Minimum Qualifications:
Associate’s degree or equivalent in related field and one-year related experience.
PREFERRED QUALIFICATIONS:
Master's degree in bioinformatics, computational biology, computer science, genomics, physics, or a related field (or equivalent practical experience)
Strong programming skills
Background in machine learning or statistical modeling (e.g., clustering, representation learning, deep learning)
Experience with large language models (LLMs), including retrieval-augmented generation, prompt engineering, agentic workflows, or fine-tuning
Familiarity with Linux/HPC environments and version control (e.g., Git)
Experience working with NGS data and large biological datasets
Experience with tools for comparative genomics across multiple species (alignment software, comparative browser, etc.)
Experience working with genome assemblies, liftover, or cross-species alignment
Familiarity with visualization of large genomic datasets (2D contact maps, embeddings, interactive browsers)
Experience integrating structured scientific datasets, scientific literature, or experimental metadata into computational workflows
Job Summary:
To provide technical skills in the preparation and use of programs for the solution of problems by electronic computers.
Job Duties and Responsibilities
Core duties:
Develops new programs.
Verifies solutions.
Prepares description of program, flow charts, and block diagrams.
Prepares program documentation and operating instructions for new programs.
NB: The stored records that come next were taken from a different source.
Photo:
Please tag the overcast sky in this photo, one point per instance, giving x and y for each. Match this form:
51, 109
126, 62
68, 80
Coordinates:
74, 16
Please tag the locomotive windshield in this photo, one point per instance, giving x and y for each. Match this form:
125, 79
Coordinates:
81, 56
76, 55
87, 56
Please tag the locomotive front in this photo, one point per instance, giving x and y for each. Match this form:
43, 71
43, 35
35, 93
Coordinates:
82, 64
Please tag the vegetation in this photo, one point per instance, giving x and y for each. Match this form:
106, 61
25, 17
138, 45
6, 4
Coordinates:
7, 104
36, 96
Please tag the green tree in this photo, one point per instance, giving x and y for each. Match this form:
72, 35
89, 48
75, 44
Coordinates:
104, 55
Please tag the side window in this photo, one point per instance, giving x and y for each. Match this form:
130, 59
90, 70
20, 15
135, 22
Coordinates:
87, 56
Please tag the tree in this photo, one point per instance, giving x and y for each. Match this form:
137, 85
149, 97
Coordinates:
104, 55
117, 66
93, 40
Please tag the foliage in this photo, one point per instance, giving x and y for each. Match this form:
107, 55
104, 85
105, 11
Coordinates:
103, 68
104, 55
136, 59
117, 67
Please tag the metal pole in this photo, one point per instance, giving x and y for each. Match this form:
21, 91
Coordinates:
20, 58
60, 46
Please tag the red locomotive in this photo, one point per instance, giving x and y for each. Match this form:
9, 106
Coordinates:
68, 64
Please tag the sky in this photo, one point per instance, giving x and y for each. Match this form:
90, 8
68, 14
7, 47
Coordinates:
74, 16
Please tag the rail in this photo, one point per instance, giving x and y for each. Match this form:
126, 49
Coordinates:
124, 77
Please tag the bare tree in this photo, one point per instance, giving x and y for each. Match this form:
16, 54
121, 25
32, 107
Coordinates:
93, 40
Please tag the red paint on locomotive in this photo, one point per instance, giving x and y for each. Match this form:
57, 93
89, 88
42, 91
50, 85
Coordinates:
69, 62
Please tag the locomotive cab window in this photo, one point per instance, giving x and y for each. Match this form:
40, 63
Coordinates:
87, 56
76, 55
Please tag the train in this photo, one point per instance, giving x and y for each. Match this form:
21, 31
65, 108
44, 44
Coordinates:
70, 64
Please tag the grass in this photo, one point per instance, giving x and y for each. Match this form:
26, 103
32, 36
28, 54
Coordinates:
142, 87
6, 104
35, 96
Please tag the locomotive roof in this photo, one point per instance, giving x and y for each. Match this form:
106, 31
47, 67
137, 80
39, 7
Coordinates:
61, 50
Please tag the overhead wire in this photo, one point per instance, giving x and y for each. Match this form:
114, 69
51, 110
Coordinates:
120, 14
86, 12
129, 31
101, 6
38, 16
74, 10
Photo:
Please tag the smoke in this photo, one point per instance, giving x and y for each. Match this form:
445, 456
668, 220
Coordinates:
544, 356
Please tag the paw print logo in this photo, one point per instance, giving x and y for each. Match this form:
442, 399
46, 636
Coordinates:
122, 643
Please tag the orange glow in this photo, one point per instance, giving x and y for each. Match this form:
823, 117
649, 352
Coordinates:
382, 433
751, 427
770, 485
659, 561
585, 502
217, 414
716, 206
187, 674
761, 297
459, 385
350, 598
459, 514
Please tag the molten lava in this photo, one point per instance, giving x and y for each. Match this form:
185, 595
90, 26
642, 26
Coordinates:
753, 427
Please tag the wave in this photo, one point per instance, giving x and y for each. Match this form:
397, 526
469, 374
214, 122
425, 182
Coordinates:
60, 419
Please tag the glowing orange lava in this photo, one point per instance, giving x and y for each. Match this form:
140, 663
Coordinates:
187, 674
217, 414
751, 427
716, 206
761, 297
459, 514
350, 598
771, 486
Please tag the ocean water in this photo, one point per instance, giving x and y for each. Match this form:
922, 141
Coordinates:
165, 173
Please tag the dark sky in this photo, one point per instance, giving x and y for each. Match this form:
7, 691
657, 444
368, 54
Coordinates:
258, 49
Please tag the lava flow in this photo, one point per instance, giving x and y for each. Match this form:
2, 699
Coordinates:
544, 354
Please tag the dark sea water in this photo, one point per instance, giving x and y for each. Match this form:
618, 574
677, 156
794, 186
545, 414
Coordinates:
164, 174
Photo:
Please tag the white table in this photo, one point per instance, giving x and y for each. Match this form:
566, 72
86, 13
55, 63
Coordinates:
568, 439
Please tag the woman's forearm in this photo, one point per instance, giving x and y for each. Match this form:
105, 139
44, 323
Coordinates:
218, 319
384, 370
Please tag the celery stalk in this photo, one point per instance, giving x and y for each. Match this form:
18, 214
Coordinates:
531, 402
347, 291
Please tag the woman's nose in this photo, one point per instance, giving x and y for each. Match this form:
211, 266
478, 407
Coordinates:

Modifies existing programs.
Adheres to internal controls established for departments.
Performs related duties as required.
Project responsibilities will include:
1. System design. Develop architectures for AI systems that integrate biological datasets, scientific literature, experimental metadata, and large-language-model capabilities. These systems may include retrieval-augmented generation, agentic workflows, structured reasoning pipelines, or domain-specific interfaces for biological research.
2. Biological data integration. Identify, organize, and prepare relevant biological data sources for use in AI workflows. These may include genomic, epigenomic, proteomic, imaging, structural biology, or literature-derived datasets, depending on project needs.
3. LLM-based workflow development. Design and implement LLM-powered tools for scientific question answering, hypothesis generation, literature analysis, experimental planning, data interpretation, and automated report generation. The candidate will evaluate model outputs for scientific accuracy, traceability, and usability.
4. Prototype implementation. Build working prototypes, scripts, notebooks, APIs, or lightweight applications demonstrating the proposed AI systems. Prototypes should be sufficiently documented to enable the project team to review, test, and further develop them.
5. Evaluation and validation. Develop practical evaluation criteria for biological and scientific AI systems, including accuracy, reproducibility, citation grounding, failure modes, hallucination risk, and usefulness to researchers. The candidate will test systems on representative biological use cases and summarize results.
6. Documentation and recommendations. Prepare clear technical documentation that describes the system architecture, data inputs, model choices, workflows, limitations, and recommended next steps. Documentation should be suitable for internal scientific and technical review.
7. Collaboration. Meet periodically with project leadership and relevant scientific or computational collaborators to review progress, refine priorities, and incorporate feedback.
Deliverables
The candidate will provide one or more of the following, as requested by the project team:
Technical design documents for AI systems spanning biology and LLMs.
Prototype software, notebooks, scripts, or application components.
Curated or structured biological data inputs for AI workflows.
Evaluation reports describing system performance, limitations, and risks.
Written recommendations for future development, deployment, or publication.
Periodic progress summaries.
Expected Outcome
The work is expected to produce practical designs and early-stage prototypes for AI systems that support biological research with large language models, with an emphasis on scientific rigor, interpretability, reliable grounding in source material, and usability for researchers
DEPARTMENT MARKETING STATEMENT:
We are seeking a highly motivated programmer to support computational analysis of Hi-C and other sequencing datasets, with a particular focus on comparative genome organization across multiple species under the umbrella of the DNA Zoo Consortium (dnazoo.org). This role is ideal for someone who enjoys working at the intersection of genomics, chromatin architecture (1D and 3D), and data science, and who wants hands-on involvement in large, cross-species projects.
In addition, this role offers the opportunity to help shape AI systems that bring large language models to biological research, building tools that combine curated scientific data with modern LLM-based reasoning and retrieval to accelerate discovery.
Salary Range:
Actual salary commensurate with experience or range, if discussed and approved by hiring authority.
EQUAL EMPLOYMENT OPPORTUNITY:
UTMB Health strives to provide equal opportunity employment without regard to race, color, religion, age, national origin, sex, gender, sexual orientation, gender identity/expression, genetic information, disability, veteran status, or any other basis protected by institutional policy or by federal, state or local laws unless such distinction is required by law. As a Federal Contractor, UTMB Health takes affirmative action to hire and advance protected veterans and individuals with disabilities.